Project Financing/Bridge Financing
Our Project Financing/Bridge Financing Program provides up to 100% financing for projects requiring loans of 1-3 years. We are unique in that we provide financing backed by a financial guarantee such as a standby letter of credit (SBLC) or bank guarantee (BG). In many cases, clients who provide an SBLC to their bank rather than physical assets, such as real estate, are able to receive faster loan approval while qualifying for a larger loan amount.
Our minimum loan amount is $5 million, with a maximum of $100 million. We will consider commercially viable projects in virtually any geographic area including North and South America, Caribbean, Western/Eastern Europe, Australia/New Zealand, Southeast Asian (ASEAN) countries, China, India, Africa and the Middle East. The loan proceeds can be used for equity, investor buy-outs, down payments, refinancing, etc.
How the Program Works
The process begins by the client securing a funding commitment from their bank. Our program is best suited for clients whose funding needs are less than the loan amount for which they qualify. Oftentimes, banks will approve an increased loan amount if the loan is to be secured by an SBLC rather than project assets. If the client were to default, the bank would simply draw on the SBLC and the loan would be repaid within seven banking days. We have thus replaced the client’s risk assets with our own.

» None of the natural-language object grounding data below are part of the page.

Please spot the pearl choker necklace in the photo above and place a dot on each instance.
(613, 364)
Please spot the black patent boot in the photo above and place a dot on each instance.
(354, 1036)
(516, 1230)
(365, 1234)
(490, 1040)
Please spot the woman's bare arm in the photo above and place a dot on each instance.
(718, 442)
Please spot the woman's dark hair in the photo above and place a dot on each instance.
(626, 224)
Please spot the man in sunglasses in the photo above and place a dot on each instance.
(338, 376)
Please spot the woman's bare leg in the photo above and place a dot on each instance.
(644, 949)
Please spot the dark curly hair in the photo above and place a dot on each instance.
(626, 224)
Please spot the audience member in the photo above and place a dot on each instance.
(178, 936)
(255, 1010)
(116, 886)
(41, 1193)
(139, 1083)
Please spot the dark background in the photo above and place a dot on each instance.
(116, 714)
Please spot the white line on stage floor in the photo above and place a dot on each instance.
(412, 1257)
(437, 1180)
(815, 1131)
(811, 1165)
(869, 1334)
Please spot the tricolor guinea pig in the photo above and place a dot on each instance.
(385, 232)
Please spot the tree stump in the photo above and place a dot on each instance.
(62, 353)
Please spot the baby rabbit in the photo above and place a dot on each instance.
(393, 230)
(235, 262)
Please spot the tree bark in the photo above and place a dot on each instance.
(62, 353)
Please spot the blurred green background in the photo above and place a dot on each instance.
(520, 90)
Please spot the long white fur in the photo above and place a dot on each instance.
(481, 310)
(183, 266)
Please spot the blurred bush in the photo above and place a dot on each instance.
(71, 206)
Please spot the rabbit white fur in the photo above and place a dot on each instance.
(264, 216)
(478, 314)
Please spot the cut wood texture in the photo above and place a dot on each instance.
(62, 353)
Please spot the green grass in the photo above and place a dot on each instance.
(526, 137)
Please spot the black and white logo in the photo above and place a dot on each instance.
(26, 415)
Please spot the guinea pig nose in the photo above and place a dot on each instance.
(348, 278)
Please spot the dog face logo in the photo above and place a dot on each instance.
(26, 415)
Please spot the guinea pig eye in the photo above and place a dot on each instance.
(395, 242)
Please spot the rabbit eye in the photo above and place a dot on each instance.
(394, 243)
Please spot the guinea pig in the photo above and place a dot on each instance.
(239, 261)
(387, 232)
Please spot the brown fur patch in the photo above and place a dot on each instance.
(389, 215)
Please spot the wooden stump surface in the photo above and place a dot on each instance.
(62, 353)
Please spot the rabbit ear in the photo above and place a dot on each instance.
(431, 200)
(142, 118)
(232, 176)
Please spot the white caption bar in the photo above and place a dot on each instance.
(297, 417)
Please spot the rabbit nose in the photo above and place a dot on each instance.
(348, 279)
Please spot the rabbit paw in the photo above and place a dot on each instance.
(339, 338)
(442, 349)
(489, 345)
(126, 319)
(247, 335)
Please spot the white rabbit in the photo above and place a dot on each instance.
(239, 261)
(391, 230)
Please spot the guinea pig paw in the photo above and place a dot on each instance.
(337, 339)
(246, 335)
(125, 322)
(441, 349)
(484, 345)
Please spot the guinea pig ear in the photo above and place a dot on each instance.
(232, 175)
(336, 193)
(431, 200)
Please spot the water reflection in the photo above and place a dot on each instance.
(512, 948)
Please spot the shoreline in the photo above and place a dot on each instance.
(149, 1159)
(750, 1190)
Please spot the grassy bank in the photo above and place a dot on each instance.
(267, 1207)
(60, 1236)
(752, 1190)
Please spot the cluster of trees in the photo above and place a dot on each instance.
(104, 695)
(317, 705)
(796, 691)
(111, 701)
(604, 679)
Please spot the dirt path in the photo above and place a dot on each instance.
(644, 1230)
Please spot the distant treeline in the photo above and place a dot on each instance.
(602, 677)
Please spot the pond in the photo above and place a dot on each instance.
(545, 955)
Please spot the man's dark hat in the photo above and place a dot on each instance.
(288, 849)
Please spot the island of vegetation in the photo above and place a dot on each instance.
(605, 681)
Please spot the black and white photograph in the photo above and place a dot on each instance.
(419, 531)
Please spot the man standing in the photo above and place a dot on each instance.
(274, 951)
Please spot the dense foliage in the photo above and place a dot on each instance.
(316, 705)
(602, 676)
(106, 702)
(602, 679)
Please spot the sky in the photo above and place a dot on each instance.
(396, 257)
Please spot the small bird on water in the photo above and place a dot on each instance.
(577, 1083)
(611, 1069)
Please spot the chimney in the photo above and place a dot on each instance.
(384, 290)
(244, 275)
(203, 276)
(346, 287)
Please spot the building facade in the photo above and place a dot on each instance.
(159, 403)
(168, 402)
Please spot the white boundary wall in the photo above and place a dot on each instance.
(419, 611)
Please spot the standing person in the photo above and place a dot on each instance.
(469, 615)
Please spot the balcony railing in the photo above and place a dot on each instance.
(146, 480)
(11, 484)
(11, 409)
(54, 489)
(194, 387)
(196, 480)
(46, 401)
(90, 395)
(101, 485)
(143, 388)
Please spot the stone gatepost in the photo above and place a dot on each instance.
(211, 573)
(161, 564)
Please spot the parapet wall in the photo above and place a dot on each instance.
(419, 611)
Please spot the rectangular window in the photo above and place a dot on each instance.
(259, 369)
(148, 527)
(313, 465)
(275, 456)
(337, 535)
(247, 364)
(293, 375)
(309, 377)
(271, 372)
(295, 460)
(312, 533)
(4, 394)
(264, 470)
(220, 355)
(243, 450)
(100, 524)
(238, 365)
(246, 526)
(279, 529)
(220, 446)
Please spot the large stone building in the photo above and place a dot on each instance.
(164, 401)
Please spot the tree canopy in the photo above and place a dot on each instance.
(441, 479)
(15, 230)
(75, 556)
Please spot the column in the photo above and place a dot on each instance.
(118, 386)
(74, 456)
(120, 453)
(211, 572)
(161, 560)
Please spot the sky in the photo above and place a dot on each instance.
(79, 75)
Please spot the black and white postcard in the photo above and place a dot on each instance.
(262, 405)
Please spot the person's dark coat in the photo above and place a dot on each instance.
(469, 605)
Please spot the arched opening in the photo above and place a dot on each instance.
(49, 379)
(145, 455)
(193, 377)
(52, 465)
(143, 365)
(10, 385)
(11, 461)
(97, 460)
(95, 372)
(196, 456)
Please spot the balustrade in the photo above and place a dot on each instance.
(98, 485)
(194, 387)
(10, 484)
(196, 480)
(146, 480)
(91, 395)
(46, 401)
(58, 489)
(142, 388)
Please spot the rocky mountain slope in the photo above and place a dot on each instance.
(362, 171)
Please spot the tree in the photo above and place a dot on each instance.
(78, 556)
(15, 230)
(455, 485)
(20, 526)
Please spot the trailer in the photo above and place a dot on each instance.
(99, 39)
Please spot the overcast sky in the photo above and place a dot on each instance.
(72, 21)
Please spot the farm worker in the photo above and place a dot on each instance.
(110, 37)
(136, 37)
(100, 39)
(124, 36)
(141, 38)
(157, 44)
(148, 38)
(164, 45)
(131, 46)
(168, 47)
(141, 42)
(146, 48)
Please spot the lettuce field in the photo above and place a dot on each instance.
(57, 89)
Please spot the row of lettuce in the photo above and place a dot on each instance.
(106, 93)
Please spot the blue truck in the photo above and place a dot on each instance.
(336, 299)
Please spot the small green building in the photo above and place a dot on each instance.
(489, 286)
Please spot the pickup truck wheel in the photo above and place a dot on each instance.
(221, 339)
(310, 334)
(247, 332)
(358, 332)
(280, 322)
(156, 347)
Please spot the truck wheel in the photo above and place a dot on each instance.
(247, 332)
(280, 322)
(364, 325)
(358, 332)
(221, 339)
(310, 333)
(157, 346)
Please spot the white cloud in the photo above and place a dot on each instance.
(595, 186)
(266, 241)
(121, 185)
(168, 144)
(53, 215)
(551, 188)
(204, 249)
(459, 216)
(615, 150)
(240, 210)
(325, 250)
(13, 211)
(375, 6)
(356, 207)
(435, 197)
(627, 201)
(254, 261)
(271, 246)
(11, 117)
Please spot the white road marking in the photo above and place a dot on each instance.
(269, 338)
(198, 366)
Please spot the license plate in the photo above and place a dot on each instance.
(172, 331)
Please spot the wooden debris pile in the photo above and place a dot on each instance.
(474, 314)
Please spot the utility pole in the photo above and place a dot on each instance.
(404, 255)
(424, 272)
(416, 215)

To mitigate our risk, we require the client to provide us with a 50% loan loss reserve (LLR) at closing. However, the client would only be responsible for repaying 50% of the loan at maturity—we would be responsible for the remaining 50% from the LLR. We also typically require a 10%-20% equity interest in the project, which would double in the event of client default. It is important to emphasize that throughout the loan period our SBLC is the only asset at risk, not the client’s loan or the client’s capital.
Let’s say that a client has a $10 million alternative energy project and has obtained a $20 million funding commitment, if secured by an SBLC. Assuming the bank is willing to loan 90% LTV against the SBLC, we would issue a $22.5 million SBLC, and the bank would provide a $20 million loan that would be disbursed as follows:
- $10 million to the client (thus providing 100% financing);
- $10 million to Gideon to be held as the loan loss reserve;
- Gideon would receive a 10% – 20% equity interest in the project;
- At maturity, the client would repay $10 million; Gideon would repay the remaining $10 million;
- If the client were to default, the SBLC would be called by the lender for repayment and Gideon’s equity interest would increase to 20% – 40%;
- At no point are the client’s funds at risk—only our SBLC—hence the equity requirement.
- Gideon and Borrower sign loan documents.
- Borrower obtains financial guarantee–Standby Letter of Credit (SBLC) or Bank Guarantee (BG)–as collateral, from their bank or Investment Partner*.
- Borrower’s bank issues SBLC/BG to Gideon’s bank as Beneficiary. Under certain circumstances the SBLC/BG might need to be advised/confirmed by an intermediary bank.
- We draw down on our liquidity with our bank based upon: i) viability of the Borrower’s project or company; ii) size and strength of the bank issuing the SBLC/BG; iii) the financing agreement between Gideon and Borrower.
- We disburse the loan to Borrower after deducting: i) interest reserve; ii) issuing costs; iii) fees.
- Upon maturity, typically one year, Borrower repays the loan, or requests a one-year loan extension, which would require paying bank interest and fees for an additional year.
- Upon loan repayment we restore our liquidity with the bank and the SBLC/BG is released.
- If Borrower fails to repay the loan, we instruct our bank to call upon the instrument.
- Borrower’s bank will pay the claim upon the SBLC/BG and foreclose Borrower’s collateral used to secure the instrument.
*The Investment Partner: A third-party–such as a supplier, EPC Contractor or financial investor–can issue the SBLC/BG on behalf of the Borrower, which would likely require providing the Investment Partner with an equity stake in the project. The advantage to the Investment Partner is that they are providing a financial guarantee, rather than a direct cash investment.